Unfortunately, that's not sufficient for some bio users (as I discovered
after getting a representation like this enshrined in the NVMe spec as
the PRP List).

> The last case is, perhaps, a possible route to completely replace
> scatterlist. Few places need true byte granularity for interior pages,
> so we can invent some coding to say 'this is 8 byte aligned, and n
> bytes long' that only fits < 4k or something. Exceptional cases can
> then still work. I'm not sure what block needs here - is it just 512?

Replacing scatterlist is not my goal. That seems like a lot more work
for little gain. I just want to delete page_link, offset and length
from struct scatterlist. Given the above sequence of calls, we're going
to get sg lists that aren't chained.
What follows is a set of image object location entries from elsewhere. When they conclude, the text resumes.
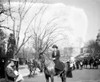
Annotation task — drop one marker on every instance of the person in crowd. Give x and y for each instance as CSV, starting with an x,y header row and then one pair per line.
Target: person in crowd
x,y
59,66
69,71
81,64
12,75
They may have to be vmalloced,
but they should be contiguous.

> I would imagine a few steps to this process:
> 1) 'phyr_list' datastructure, with chaining, pre-allocation, etc
> 2) Wrapper around existing gup to get a phyr_list for user VA
> 3) Compat 'dma_map_phyr()' that coverts a phyr_list to a sgl and back
> (However, with full performance for iommu passthrough)
> 4) Patches changing RDMA/VFIO/DRM to this API
> 5) Patches optimizing get_user_phyr()
> 6) Patches implementing dma_map_phyr in the AMD or Intel IOMMU driver

I was thinking ...

1. get_user_phyrs() & free_user_phyrs()
2. dma_map_phyrs() and dma_unmap_phyrs() wrappers that create a
scatterlist from phyrs and call dma_map_sg() / dma_unmap_sg() to work
with current IOMMU drivers
3. Convert umem to work with it
4-n. Hand it off to people who can implement dma_map_phyrs() properly
and do the hard work of converting all the drivers.